You run one or more swift-bench-client processes like this:
$ swift-bench-client 127.0.0.1 20001
$ swift-bench-client 127.0.0.1 20002
Then you run swift-bench with a new option, --bench-clients (-b), which is
specified once for each swift-bench-client:
$ swift-bench -b 127.0.0.1:20001 -b 127.0.0.1:20002
You get log lines from each client (interleaved) along with a final report
for all clients:
127.0.0.1:20002 swift-bench-server 2012-08-25 22:44:06,148 INFO Auth version: 1.0
127.0.0.1:20001 swift-bench-server 2012-08-25 22:44:06,148 INFO Auth version: 1.0
127.0.0.1:20001 swift-bench-server 2012-08-25 22:44:12,249 INFO 83 PUTS [0 failures], 41.5/s
127.0.0.1:20002 swift-bench-server 2012-08-25 22:44:14,430 INFO 74 PUTS [0 failures], 34.3/s
...
127.0.0.1:20002 swift-bench-server 2012-08-25 22:45:18,942 INFO Auth version: 1.0
127.0.0.1:20002 swift-bench-server 2012-08-25 22:45:20,946 INFO 238 DEL [2 failures], 118.9/s
swift-bench 2012-08-25 22:45:27,549 INFO 2000 PUTS **FINAL** [0 failures], 56.8/s
swift-bench 2012-08-25 22:45:27,550 INFO 30000 GETS **FINAL** [50 failures], 974.6/s
swift-bench 2012-08-25 22:45:27,550 INFO 2000 DEL **FINAL** [20 failures], 237.1/s
The concurrency, PUT count, and GET count config settings are divided by
the number of bench_clients.
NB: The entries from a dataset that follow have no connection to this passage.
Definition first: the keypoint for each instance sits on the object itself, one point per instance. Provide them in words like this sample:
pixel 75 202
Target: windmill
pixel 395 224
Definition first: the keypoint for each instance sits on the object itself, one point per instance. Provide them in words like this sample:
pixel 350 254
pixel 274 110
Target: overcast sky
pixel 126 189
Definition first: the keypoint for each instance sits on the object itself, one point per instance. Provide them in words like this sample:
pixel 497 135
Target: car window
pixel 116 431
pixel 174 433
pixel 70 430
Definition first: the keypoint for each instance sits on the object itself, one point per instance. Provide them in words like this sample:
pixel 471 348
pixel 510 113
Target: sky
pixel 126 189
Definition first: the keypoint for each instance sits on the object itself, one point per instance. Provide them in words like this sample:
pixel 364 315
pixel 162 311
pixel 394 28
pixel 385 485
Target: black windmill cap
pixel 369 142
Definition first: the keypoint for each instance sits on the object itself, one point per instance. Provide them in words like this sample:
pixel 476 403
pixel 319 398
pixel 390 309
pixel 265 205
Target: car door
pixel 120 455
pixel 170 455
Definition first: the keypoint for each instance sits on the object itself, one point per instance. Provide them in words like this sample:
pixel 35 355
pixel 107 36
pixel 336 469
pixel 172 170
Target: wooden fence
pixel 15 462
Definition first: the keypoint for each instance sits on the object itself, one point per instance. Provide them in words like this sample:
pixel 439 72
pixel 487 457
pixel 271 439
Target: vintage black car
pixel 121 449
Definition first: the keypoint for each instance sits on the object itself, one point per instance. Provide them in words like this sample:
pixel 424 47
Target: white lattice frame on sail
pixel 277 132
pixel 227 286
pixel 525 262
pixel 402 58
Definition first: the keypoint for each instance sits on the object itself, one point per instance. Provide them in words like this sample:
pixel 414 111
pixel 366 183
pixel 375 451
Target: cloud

In other words, the same volume of work is
attempted (vs. not specifying --bench-clients), but it can now span
servers and CPU cores.
Benchmark containers are created (if use_proxy = yes) and deleted (if
delete = yes), with appropriate concurrency, in the initiating
swift-bench process, not any of the swift-bench-client processes.